The man accused of killing a Boerum Hill cop after throwing the police officer off a stoop may spend the rest of his life behind bars now that he has been indicted on murder charges — but his attorney claims the cop’s death was a tragic accident.
Brooklyn District Attorney Charles Hynes announced the indictment against George Villanueva, 42, — who is now facing charges of murder, manslaughter in the first degree, criminally negligent homicide and assaulting a police officer — on March 18. If convicted of just the top murder count, Villanueva’s facing life in prison, Hynes said.
Prosecutors say Villanueva killed Officer Alain Schaberger of the 84th Precinct during the early morning hours of March 13 when a domestic violence call went horribly awry.
Officers responded to Villanueva’s girlfriend’s home on Bergen Street between Third and Fourth avenues on a 911 call of a domestic dispute. His girlfriend claimed Villanueva had called her repeatedly through the night, then showed up, prompting an argument.
When police arrived at his girlfriend’s home, Villanueva had already returned to his apartment on St. Marks Place between Third and Fourth avenues — just around the corner from his paramour’s pad.
Cops went there and grabbed Villanueva at the top of his stoop. The officers were slapping handcuffs on Villanueva when he began fighting them off, shoving Officer Schaberger over a low railing.
Schaberger fell nine feet into a basement staircase below. He died of a broken neck.
Stunned cops tasered and cuffed Villanueva as paramedics declared Schaberger dead at the scene.
Police said Villanueva has 28 prior arrests — three of which were for assaulting his girlfriend. Yet his attorney Kleon Andreadis said Villanueva never laid his hands on Schaberger.
“He never shoved the officer.
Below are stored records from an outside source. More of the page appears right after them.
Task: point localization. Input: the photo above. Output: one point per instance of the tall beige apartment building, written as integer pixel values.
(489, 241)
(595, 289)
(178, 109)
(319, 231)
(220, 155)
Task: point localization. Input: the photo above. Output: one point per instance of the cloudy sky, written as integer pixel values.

He never touched the officer,” Andreadis told reporters, claiming that witnesses told a grand jury that another cop collided with Schaberger during the struggle, knocking him over the railing.
Andreadis said that even if prosecutors can prove that the struggle led to Schaberger’s death, they can’t prove that Villanueva intended to kill someone.
Methodist drug mule may plead guilty
A stripper turned medical student facing 10 years in prison for dealing the attention deficit disorder drug Aderall out of New York Methodist Hospital is ready to broker a deal in hopes of shortening her stay in jail.
Attorneys for Pauline Wiltshire are in the middle of hammering out a plea with the U.S. Attorney’s office in the hopes of getting a lighter sentence for the stunning would-be drug baroness.
“We’re in negotiations with the government,” attorney Paul Kish told Magistrate Judge Lois Bloom during a brief court appearance on March 18.
Wiltshire, a medical student at Windsor University School of Medicine in St. Kitts, is accused of selling more than 11,000 Aderall pills prescribed to her from her boyfriend, a former resident at the hospital on Seventh Avenue in Park Slope.
Investigators believe Wiltshire and a handful of colleagues sold the pills to friends and people on Craig’s List since 2008.
A number of these buys took place either in or around the hospital, according to court papers.
Her boyfriend, identified as Dr. Michael Gabriel, used the money from his share of the sales to pay off his gambling debts, officials said. Before grabbing Wiltshire, federal investigators arrested Gabriel, who has since cut a deal with prosecutors.
Wiltshire was arrested in January for her part in the Aderall ring and is currently out on $100,000 bail.